In his reporting, Hiatt discovered that attendees had been setting fires all over the grounds throughout the weekend. And yet nobody ever seemed to get in trouble for it.
“As they put out those fires, the attendees were already threatening to make more fire,” Hiatt says. “They said, ‘We’ll burn anything.’ The threats were, ‘You can’t stop us. If you stop us, it’ll start somewhere else.’”
As late afternoon turned into early evening, the crowd grew increasingly disgruntled and unruly. And then, one of the most popular rock bands of the era showed up on stage: Creed. At Woodstock ’99, they were received like rock royalty.
However, Creed guitarist Mark Tremonti remembers Woodstock ’99 as kind of a terrifying experience.
“Back then in ’99, we’d only been kind of a professional touring band for about two years, so I didn’t have the stage confidence that I have now,” he says. “So it was I just remember it being such a large and intimidating type of setting.”
Soon after Creed left the stage, Woodstock ’99 would descend into riots. But Tremonti can’t recall feeling any premonitions. After Creed it was time for that night’s big headliner—the Red Hot Chili Peppers. The band was riding high again that summer after years of inaction. The album Californication, which became the band’s best-selling record, came out the previous month.
Their performance was supposed to mark the festival’s triumphant climax. And the band was primed for the decadent atmosphere. No one more than Flea, who came out wearing his bass guitar … and no clothes.
“It seemed like they were playing very well,” Sheffield says. “It was really a beautiful Chili Peppers set. They were coming off Californication. They had the best songs of their career, and they were playing at the peak of their career. So it’s weirdly incongruous. That’s when the violence and the crowd got really, really ugly.”
After playing for about an hour, the Chili Peppers left the stage. Before they could come back for their planned encore, the chasm between the stage and the audience suddenly collapsed. John Scher himself came out to warn the audience.
“As you can see, if you look behind you, we have a bit of a problem,” he said.

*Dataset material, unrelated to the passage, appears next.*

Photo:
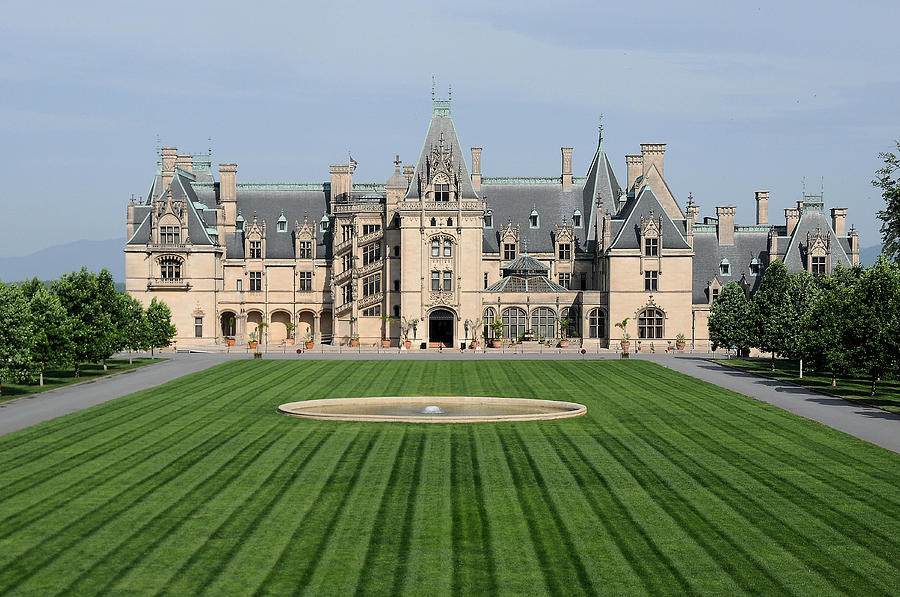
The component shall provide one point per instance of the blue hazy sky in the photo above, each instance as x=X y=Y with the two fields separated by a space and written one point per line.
x=748 y=96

The problem was a bonfire raging on the horizon. Actually, the word “bonfire” doesn’t do justice to this wild inferno. In a video posted on YouTube, it looks like a small cabin that’s been totally engulfed in flames. But in the chaotic context of Woodstock ’99, it didn’t seem out of place at first.
Even with part of the festival now on fire, the show didn’t immediately end. When the Chili Peppers came back out, singer Anthony Kiedis commented sardonically on the situation.
“Holy shit, it’s Apocalypse Now out there. Make way for the fire trucks!” he said
And then they proceeded to play a cover of “Fire” by Jimi Hendrix. I think that this was supposed to be part of the festival’s grand finale—a callback to one of the biggest stars of the original festival, coupled with the candlelight vigil that was now a full-on blaze.